Making predictions from a simple linear regression model
Last updated on 2024-03-12 | Edit this page
Estimated time: 20 minutes
Overview
Questions
- How can predictions be manually obtained from a simple linear regression model?
- How can R be used to obtain predictions from a simple linear regression model?
Objectives
- Calculate a prediction from a simple linear regression model using parameter estimates given by the model output.
- Use the predict function to generate predictions from a simple linear regression model.

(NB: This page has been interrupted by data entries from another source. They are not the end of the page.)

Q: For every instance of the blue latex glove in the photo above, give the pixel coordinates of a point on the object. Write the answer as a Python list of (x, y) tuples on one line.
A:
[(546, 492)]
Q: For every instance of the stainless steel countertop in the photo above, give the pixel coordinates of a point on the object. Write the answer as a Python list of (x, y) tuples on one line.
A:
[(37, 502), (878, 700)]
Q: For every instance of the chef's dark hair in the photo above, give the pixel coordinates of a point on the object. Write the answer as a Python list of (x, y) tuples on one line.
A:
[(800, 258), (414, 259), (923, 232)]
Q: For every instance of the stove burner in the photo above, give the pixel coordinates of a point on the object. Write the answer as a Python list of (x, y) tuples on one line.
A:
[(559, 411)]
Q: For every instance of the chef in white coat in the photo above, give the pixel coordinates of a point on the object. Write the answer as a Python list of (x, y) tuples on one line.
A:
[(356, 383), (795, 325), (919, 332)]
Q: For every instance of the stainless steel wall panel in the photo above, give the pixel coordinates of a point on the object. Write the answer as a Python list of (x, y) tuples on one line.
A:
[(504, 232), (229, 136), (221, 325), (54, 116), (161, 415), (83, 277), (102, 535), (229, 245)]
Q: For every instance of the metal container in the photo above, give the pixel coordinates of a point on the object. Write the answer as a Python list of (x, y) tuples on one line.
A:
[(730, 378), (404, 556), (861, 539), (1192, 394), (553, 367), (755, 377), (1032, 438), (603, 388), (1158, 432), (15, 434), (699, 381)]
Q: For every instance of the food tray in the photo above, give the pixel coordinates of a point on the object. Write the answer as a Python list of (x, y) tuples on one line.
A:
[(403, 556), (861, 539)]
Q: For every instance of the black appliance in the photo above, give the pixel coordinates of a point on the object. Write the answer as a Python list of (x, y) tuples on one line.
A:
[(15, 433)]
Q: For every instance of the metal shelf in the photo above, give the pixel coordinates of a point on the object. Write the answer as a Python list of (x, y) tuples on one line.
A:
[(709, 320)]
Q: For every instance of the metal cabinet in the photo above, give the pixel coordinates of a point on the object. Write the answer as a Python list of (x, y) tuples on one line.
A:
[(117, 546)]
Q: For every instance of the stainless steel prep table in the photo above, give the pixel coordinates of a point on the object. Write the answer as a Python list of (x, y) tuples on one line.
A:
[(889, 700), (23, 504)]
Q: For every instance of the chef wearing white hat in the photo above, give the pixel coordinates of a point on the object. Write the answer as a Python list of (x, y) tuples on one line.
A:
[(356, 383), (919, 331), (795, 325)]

One of the features of linear regression is prediction: a model
presents predicted mean values for the outcome variable for any values
of the explanatory variables. We have already seen this in the previous
episodes through our effect_plot()
outputs, which showed
mean predicted responses as straight lines (episode 2) or individual
points for levels of a categorical variable (episodes 3). Here, we will
see how to obtain predicted values and the uncertainty surrounding
them.
Calculating predictions manually
First, we can calculate a predicted value manually. From the
summ()
output associated with our
Weight_Height_lm
model from episode 2, we can write the
model as \(E(\text{Weight}) = \beta_0 +
\beta_1 \times \text{Height} = -70.194 + 0.901 \times
\text{Height}\). The output can be found again below. If we take
a height of 165 cm, then our model predicts an average weight of \(-70.194 + 0.901 \times 165 = 78.471\)
kg.
R
Weight_Height_lm <- dat %>%
filter(Age > 17) %>%
lm(formula = Weight ~ Height)
summ(Weight_Height_lm)
OUTPUT
MODEL INFO:
Observations: 6177 (320 missing obs. deleted)
Dependent Variable: Weight
Type: OLS linear regression
MODEL FIT:
F(1,6175) = 1398.22, p = 0.00
R² = 0.18
Adj. R² = 0.18
Standard errors: OLS
-------------------------------------------------
Est. S.E. t val. p
----------------- -------- ------ -------- ------
(Intercept) -70.19 4.06 -17.29 0.00
Height 0.90 0.02 37.39 0.00
-------------------------------------------------
Exercise
Given the summ
output from our
BPSysAve_AgeMonths_lm
model, the model can be described
as
\(E(\text{BPSysAve}) = \beta_0 + \beta_1 \times \text{Age (months)} = 101.812 + 0.033 \times \text{Age (months)}\).
What level of average systolic blood pressure does the model predict, on average, for an individual with an age of 480 months?
\(101.812 + 0.033 * 480 = 117.652 \text{mmHg}\).
Making predictions using make_predictions()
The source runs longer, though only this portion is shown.